一意孤行
yī yì gū xíng
"one intent solitary move"
This saying is about being wilful, going one's own way against the rules or instructions.
On Tuesdays, I teach online a small group of septuagenarians and octogenarians, all overseas Chinese bar one.
I go through the same routine outlined in the blog Strategies for learning Chinese vocabulary: 01 (https://piccola-chinita.blogspot.com/2026/01/strategies-for-learning-chinese.html).
For some reason, however, some of them keep giving me the wrong thing, e.g., when I ask the class for the literal breakdown, I will get the final polished-English version.
Every now and then, they'll tell me that it's because they can't hear me properly, or there is a time lapse because of the not-ideal connection. I say, "But we go through the same routine every week!"
This week just gone, I was teaching the Mandarin class from a community centre, which has very good internet signal, plus I had a quiet room for my own use. (This is because I am teaching an English conversation class for the community centre very soon after my Mandarin class. The gap between the two classes isn't enough for me to fit in the travelling from home to the community centre, so I have to do the travelling first thing in the morning and teach my Mandarin class from there.)
Yet, in spite of the excellent signal, for an exercise involving a sentence mentioning a 哥哥 gēge / older brother and a 弟弟 dìdi / younger brother, what came back from one student was a 妹妹 mèimei / younger sister. Now where did the 妹妹 spring up from??!!
(Yes, the students know I'll be writing a blog about them. They learned a new phrase from me for this: 一意孤行 / yī yì gū xíng. Determined to go their own way, indeed.)
(London, 2026)
This saying goes back to 202–101 BCE, no less, from:
史記·酷吏列傳
史记·酷吏列传
Biographies of Cruel Officials, Records of the Grand Historian
(Grand Historian Sima Qian / 司馬遷 / 司马迁 145/135 BCE – ?)
Definition of the saying:
(traditional script) 不接受別人的勸告,固執地按照自己的想法去做事,通常帶有貶義,形容人主觀、專斷、獨斷獨行。它源自《史記·酷吏列傳》,原意是拒絕請託,獨立處理公事,後來演變成不聽勸告、固執己見的貶義。
(simplified script) 不接受别人的劝告,固执地按照自己的想法去做事,通常带有贬义,形容人主观、专断、独断独行。它源自《史记·酷吏列传》,原意是拒绝请托,独立处理公事,后来演变成不听劝告、固执己见的贬义。
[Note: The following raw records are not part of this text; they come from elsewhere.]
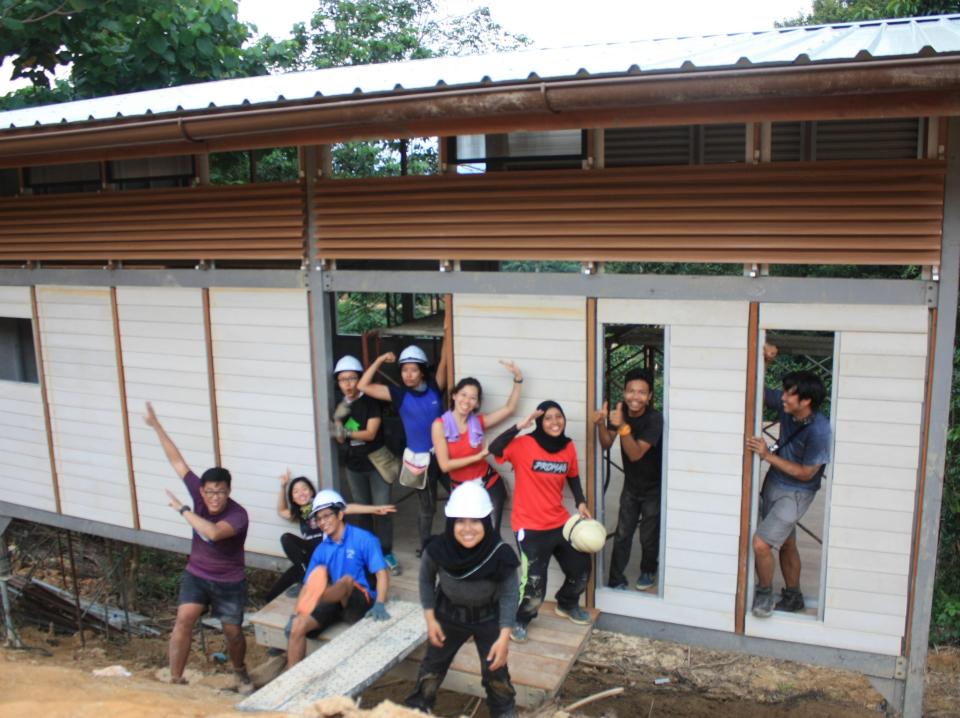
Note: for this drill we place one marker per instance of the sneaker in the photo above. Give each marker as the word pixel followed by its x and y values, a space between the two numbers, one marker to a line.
pixel 519 633
pixel 395 568
pixel 763 601
pixel 575 614
pixel 646 581
pixel 791 600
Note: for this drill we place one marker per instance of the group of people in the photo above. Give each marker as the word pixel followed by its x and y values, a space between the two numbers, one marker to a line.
pixel 468 580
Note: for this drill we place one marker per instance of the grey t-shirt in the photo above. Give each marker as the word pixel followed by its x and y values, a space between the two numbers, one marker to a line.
pixel 810 445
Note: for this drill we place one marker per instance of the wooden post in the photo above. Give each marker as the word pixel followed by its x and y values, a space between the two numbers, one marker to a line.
pixel 590 441
pixel 746 484
pixel 124 413
pixel 44 398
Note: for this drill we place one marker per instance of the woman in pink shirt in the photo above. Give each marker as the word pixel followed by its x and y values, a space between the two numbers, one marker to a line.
pixel 458 438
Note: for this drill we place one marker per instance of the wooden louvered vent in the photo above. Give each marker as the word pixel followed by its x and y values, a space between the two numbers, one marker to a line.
pixel 233 222
pixel 796 213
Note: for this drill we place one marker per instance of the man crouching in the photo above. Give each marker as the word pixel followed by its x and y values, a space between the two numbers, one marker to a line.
pixel 335 586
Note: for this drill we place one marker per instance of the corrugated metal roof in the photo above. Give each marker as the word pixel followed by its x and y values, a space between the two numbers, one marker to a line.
pixel 862 42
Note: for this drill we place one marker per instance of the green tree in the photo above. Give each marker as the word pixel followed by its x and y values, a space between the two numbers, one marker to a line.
pixel 825 12
pixel 114 46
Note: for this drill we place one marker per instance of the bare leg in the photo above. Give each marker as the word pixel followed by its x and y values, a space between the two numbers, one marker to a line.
pixel 790 562
pixel 236 644
pixel 764 555
pixel 181 637
pixel 297 643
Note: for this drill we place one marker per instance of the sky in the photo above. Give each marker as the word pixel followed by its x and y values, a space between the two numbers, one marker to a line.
pixel 562 23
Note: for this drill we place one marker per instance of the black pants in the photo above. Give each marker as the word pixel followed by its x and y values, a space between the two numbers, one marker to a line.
pixel 428 498
pixel 433 669
pixel 637 507
pixel 298 550
pixel 536 548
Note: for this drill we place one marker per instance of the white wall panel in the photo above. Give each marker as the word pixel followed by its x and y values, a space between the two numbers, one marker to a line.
pixel 76 325
pixel 264 393
pixel 163 327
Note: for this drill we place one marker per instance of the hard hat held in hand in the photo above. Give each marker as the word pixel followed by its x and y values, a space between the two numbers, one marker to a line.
pixel 585 535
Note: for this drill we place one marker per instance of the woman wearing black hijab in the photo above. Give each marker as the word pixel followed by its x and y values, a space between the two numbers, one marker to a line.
pixel 543 461
pixel 468 587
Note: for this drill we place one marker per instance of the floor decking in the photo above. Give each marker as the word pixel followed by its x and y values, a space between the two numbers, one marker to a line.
pixel 538 667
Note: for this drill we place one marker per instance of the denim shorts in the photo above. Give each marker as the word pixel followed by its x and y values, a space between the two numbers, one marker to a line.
pixel 225 598
pixel 781 509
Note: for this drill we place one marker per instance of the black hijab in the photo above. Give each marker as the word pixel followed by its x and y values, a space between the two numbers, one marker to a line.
pixel 553 444
pixel 490 559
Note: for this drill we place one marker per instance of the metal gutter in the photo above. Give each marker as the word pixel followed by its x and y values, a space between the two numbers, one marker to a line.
pixel 904 87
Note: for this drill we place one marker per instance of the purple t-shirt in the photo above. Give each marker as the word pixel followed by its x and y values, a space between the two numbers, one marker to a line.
pixel 217 560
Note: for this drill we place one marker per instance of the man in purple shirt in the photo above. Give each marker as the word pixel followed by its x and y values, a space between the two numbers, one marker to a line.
pixel 215 574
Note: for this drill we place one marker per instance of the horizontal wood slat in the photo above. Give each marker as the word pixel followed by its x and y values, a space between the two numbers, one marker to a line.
pixel 240 222
pixel 849 212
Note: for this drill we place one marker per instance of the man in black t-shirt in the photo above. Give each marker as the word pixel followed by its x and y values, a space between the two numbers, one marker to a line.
pixel 640 428
pixel 358 431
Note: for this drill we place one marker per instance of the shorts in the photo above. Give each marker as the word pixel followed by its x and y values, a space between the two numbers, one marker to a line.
pixel 326 614
pixel 226 598
pixel 781 508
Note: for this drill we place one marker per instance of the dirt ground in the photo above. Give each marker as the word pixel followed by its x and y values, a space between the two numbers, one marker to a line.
pixel 55 678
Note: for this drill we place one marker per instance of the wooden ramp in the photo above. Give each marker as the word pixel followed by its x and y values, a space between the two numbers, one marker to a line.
pixel 346 664
pixel 538 667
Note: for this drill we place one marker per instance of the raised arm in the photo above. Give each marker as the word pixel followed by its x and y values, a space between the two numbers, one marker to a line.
pixel 283 510
pixel 169 448
pixel 443 451
pixel 366 383
pixel 498 415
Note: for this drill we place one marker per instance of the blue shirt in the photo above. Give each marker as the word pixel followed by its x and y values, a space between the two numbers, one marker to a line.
pixel 356 553
pixel 809 447
pixel 418 410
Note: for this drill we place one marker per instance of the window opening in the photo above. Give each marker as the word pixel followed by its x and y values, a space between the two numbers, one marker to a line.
pixel 801 351
pixel 18 359
pixel 629 349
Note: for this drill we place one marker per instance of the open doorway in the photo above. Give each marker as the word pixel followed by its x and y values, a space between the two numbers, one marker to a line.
pixel 631 438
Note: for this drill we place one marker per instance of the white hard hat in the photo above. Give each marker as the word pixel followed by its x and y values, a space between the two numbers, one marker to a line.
pixel 468 501
pixel 585 535
pixel 348 363
pixel 327 499
pixel 412 355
(google translate) To refuse advice and stubbornly act according to one's own ideas is usually a derogatory term, describing a person as subjective, arbitrary, and headstrong. It originates from the "Biographies of Cruel Officials" in the *Records of the Grand Historian*, originally meaning to refuse requests and handle official business independently. Later, it evolved into a derogatory term for ignoring advice and being stubborn.